Como si se encontrara atrapada en un edificio en llamas, Claire rompió de una patada el pasamanos del balcón y saltó al escenario para ponerse a salvo. Diría que en ese momento todos pensamos que su cuerpo tan hermoso iba a resultar malherido sin remedio. Pero Steve ya estaba en el escenario, como si todo fuera lo más normal del mundo. Ajustó la postura para cogerla en vuelo, como si fuera uno de tantos pases recibidos a lo largo de su carrera deportiva, y Claire giró entre sus brazos como una bailarina profesional, y le colocó las manos en el cuello con naturalidad.
El balcón terminó de desplomarse y se estrelló ruidosamente contra el foso, despidiendo una lluvia de planchas, tablas y astillas.
Todos estaban en pie, parpadeando con la respiración entrecortada.
La señora Leach se llevó un puño al pecho, como si fuera a sufrir un paro cardíaco.
Claire miró a Steve, con los ojos muy abiertos y agradecidos.
Él le sonrió.
Mi corazón se vino abajo.
El muy cabrón seguía botando la pelota con la mano izquierda.
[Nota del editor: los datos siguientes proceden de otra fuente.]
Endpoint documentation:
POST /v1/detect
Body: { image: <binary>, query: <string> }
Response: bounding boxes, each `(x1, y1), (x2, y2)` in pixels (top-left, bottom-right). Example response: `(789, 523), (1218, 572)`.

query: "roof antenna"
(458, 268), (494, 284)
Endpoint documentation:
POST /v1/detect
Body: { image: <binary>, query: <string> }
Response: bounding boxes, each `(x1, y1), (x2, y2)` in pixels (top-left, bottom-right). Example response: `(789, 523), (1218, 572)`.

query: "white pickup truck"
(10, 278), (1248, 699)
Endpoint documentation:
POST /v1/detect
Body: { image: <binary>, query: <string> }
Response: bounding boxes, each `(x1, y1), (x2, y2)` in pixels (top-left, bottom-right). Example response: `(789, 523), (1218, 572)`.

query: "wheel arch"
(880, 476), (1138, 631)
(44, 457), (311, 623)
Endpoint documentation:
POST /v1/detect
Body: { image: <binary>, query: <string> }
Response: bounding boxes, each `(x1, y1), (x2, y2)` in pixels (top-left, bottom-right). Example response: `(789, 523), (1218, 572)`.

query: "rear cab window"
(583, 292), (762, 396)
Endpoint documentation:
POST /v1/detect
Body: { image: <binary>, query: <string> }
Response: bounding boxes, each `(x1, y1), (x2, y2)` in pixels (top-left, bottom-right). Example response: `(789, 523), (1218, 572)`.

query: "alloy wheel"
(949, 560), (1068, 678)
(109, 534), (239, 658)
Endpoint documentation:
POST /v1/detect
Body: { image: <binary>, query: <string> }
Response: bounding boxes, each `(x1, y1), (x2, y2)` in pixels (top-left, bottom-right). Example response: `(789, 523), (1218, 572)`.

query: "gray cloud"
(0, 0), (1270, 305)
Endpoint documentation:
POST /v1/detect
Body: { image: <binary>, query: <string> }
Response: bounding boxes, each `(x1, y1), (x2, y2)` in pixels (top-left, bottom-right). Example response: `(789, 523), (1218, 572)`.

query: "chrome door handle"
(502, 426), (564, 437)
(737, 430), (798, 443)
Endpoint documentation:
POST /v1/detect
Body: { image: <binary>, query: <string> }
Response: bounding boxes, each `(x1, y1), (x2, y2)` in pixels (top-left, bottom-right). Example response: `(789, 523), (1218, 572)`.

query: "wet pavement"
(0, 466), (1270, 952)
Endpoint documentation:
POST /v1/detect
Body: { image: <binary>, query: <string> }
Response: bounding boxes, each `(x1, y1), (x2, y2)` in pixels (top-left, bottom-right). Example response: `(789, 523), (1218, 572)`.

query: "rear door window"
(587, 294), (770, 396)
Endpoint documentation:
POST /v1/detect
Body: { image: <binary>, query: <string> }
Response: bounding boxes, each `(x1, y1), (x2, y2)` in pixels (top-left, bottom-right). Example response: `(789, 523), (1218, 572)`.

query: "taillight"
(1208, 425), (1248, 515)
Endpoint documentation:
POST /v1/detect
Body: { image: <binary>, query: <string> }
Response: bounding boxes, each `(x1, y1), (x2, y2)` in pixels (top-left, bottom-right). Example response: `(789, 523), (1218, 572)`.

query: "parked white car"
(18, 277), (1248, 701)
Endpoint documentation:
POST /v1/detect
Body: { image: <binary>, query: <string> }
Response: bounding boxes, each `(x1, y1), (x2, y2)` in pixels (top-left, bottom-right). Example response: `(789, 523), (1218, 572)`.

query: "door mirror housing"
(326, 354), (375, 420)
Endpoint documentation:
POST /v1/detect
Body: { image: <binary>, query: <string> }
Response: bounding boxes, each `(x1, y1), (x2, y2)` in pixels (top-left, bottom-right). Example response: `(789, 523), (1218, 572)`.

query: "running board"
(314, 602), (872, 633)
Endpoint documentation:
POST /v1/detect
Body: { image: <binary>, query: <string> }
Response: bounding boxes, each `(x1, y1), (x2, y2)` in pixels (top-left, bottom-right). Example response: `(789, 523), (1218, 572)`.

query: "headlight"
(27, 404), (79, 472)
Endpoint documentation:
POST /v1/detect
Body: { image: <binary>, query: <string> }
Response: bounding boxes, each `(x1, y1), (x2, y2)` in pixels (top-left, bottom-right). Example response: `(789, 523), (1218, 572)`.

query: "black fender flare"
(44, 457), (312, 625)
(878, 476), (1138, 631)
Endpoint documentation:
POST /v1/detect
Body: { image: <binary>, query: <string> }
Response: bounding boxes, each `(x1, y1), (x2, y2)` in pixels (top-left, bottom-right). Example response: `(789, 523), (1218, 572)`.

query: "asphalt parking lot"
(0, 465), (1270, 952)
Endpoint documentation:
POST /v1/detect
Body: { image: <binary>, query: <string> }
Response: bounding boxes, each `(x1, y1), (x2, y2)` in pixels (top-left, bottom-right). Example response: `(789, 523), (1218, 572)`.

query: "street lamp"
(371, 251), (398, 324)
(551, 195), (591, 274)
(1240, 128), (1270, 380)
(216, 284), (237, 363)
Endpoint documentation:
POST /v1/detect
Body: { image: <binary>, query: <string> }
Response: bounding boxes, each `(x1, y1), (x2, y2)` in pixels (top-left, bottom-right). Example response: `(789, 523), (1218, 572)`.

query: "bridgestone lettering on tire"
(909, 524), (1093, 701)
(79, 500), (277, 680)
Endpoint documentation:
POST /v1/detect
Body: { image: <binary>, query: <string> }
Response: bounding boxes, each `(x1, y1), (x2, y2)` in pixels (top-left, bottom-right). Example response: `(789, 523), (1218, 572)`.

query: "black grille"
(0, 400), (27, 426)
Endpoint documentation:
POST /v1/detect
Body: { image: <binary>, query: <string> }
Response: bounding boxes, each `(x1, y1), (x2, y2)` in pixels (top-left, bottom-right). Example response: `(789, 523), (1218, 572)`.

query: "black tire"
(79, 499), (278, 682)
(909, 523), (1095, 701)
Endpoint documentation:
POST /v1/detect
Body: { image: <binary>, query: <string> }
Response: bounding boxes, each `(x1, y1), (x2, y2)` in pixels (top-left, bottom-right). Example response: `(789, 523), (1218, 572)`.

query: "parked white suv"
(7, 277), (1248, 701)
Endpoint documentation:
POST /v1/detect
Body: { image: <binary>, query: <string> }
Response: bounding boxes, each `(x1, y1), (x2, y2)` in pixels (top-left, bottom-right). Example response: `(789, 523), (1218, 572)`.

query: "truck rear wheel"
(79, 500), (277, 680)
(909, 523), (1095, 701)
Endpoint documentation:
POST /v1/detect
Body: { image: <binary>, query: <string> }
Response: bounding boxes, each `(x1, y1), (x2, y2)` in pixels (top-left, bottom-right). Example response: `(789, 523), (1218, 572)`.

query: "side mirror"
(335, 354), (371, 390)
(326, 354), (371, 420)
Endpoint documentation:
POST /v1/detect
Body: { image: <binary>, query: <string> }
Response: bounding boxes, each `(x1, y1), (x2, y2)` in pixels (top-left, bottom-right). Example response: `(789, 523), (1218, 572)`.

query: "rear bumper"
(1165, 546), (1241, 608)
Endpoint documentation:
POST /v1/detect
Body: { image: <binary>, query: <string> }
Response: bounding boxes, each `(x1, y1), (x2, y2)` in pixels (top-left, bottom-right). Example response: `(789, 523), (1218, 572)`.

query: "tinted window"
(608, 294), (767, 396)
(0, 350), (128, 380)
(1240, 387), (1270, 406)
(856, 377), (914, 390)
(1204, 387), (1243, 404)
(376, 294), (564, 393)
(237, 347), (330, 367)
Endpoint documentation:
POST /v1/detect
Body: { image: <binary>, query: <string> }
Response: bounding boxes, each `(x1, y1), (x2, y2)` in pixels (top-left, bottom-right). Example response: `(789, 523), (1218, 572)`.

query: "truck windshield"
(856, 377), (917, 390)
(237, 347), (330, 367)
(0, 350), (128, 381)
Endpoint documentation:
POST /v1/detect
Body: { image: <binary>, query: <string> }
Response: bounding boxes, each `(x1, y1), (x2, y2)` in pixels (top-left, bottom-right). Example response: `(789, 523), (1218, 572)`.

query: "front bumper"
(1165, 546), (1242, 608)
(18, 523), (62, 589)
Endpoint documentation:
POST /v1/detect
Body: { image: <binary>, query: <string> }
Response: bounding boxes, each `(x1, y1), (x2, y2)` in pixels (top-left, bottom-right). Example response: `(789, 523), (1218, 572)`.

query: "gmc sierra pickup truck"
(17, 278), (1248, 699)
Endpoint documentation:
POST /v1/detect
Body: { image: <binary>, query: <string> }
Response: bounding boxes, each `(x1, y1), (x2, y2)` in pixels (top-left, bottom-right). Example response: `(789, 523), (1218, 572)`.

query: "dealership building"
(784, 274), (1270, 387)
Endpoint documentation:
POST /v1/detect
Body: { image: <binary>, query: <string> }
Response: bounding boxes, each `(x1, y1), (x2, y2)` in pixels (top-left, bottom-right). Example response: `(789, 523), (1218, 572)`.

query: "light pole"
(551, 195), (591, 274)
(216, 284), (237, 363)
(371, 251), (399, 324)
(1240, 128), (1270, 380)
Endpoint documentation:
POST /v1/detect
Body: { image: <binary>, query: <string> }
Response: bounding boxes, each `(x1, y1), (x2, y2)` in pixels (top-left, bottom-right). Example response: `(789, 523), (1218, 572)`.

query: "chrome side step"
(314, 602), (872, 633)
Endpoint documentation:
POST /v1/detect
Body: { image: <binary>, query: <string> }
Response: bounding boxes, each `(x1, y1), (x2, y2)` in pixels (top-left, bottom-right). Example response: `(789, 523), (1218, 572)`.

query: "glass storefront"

—¿Qué ruido es ese? —intervino el señor Capuleto—. ¡Dadme mi espada!
Claire soltó una de sus incomparables risotadas. Comprensiblemente sorprendido por tamaña sonoridad, Steve la apretó con mayor fuerza todavía. El elenco y los técnicos emitieron unas ahogadas risitas de alivio y se abrazaron, contentos de haber sobrevivido a un hecho que sin duda iba a hacer historia en el departamento de arte dramático del instituto.
El ensayo concluyó unos diez o doce años más tarde, o eso me pareció en su momento. Me dije que mis payasadas en el fondo habían sido de utilidad: los cazadores de trolls no tenían tiempo para ir al colegio y menos todavía para tomar parte en actividades extraescolares. Decidí que lo mejor sería olvidarme de lo sucedido, volver a casa, seguir con la caza de trolls y, al día siguiente, ir a hablar con la señora Leach a primera hora de la mañana y decirle que renunciaba a mi papel.
Tampoco me fue fácil quitarme los ceñidos leotardos, y cuando volví al auditorio me encontré a solas por completo. Me escurrí por la salida lateral y, una vez en el exterior, vi que Steve Jorgensen-Warner estaba corriendo por la cancha bajo el muerto rectángulo negro del jumbotrón, mientras el grupo de animadoras ensayaba sus movimientos y hacía sonar «las matracas de Steve» con entusiasmo. Me quedé petrificado. Steve lo era todo y también lo tenía todo. Yo no solamente no era nadie, sino que tampoco tenía a nadie, ni a Claire, ni al Gordinflón ni a mi padre. Mi única salida consistía en entregarme a la noche por completo.